Portanto, através destas curvas de ajuste, é possível obter um valor estimado de glicemia plasmática padrão (semelhante ao resultado da automação laboratorial), por meio da medida fornecida pelo glicosímetro em teste. Ou seja, todos os dispositivos de testagem remota laboratorial que realizam análises quantitativas, como os do presente estudo, deveriam passar previamente por um processo de validação, por meio de comparação com um método de referência. Caso sejam verificadas altas correlações entre os métodos, mas médias de diferenças pareadas significativas, curvas de ajuste deveriam ser construídas tendo em vista corrigir os valores obtidos por meio do dispositivo em teste.

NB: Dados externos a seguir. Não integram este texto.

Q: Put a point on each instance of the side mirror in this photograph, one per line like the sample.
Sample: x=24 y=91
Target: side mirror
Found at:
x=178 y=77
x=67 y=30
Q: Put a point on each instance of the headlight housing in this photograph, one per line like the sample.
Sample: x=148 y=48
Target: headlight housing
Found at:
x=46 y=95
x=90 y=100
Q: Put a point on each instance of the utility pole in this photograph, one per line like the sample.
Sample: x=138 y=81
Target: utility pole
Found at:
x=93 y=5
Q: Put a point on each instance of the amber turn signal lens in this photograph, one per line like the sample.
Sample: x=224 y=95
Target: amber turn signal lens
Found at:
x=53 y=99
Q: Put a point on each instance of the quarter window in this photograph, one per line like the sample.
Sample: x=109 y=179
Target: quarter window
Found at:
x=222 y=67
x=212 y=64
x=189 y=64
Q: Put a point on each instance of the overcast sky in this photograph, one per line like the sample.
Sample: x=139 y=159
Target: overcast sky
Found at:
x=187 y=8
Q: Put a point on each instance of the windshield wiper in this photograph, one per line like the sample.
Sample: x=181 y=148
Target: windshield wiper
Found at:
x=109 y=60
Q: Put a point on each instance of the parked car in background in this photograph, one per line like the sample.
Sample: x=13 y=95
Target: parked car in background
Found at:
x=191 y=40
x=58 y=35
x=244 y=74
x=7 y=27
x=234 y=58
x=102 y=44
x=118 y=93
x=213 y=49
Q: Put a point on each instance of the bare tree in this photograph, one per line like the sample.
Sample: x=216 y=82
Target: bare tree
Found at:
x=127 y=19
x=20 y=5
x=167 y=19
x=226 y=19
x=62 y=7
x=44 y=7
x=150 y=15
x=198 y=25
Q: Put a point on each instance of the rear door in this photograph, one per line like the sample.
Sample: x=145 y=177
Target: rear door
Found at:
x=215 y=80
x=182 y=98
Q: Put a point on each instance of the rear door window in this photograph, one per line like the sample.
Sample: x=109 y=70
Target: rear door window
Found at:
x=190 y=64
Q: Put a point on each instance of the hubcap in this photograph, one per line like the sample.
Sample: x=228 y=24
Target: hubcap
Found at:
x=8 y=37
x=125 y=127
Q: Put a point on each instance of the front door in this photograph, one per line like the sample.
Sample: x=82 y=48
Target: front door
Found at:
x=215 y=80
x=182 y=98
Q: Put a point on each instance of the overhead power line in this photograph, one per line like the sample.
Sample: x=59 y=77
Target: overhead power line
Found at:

O presente estudo contemplou uma ampla faixa de valores glicêmicos - 74 a 285 mg/dl - e um grande número de determinações (380) que aumentam a segurança dos resultados estatísticos gerados. A análise feita por meio de blocagem dos pacientes possibilitou um controle parcial da variação das respostas entre indivíduos, reduzindo o desvio-padrão (8,56 mg/dl) e, como consequência, gerando um coeficiente de variação (CV) surpreendentemente baixo para estudos envolvendo respostas biológicas (7,10%).

 

CONCLUSÃO

O desempenho dos dois dispositivos portáteis de determinação de glicose analisados demonstrou ser amostra-dependente. Enquanto o glicosímetro Accu-Chek Performa obteve melhor resultado quando utilizada amostra de sangue venoso, o glicosímetro Optium Xceed obteve melhor performance com amostras de sangue capilar, quando comparados ao método padrão.

A informação de que os resultados de glicemia podem variar dependendo do tipo de sangue utilizado ou do método de determinação é pouco difundida entre os pacientes com DM e, muitas vezes, entre os profissionais da saúde responsáveis por eles. É de grande importância que todas as pessoas que fazem parte desse processo tenham informações sólidas e corretas para orientar os pacientes e que o desempenho dos glicosímetros utilizados como testes remotos seja previamente avaliado por entidades de saúde competentes antes que eles sejam implantados na rotina.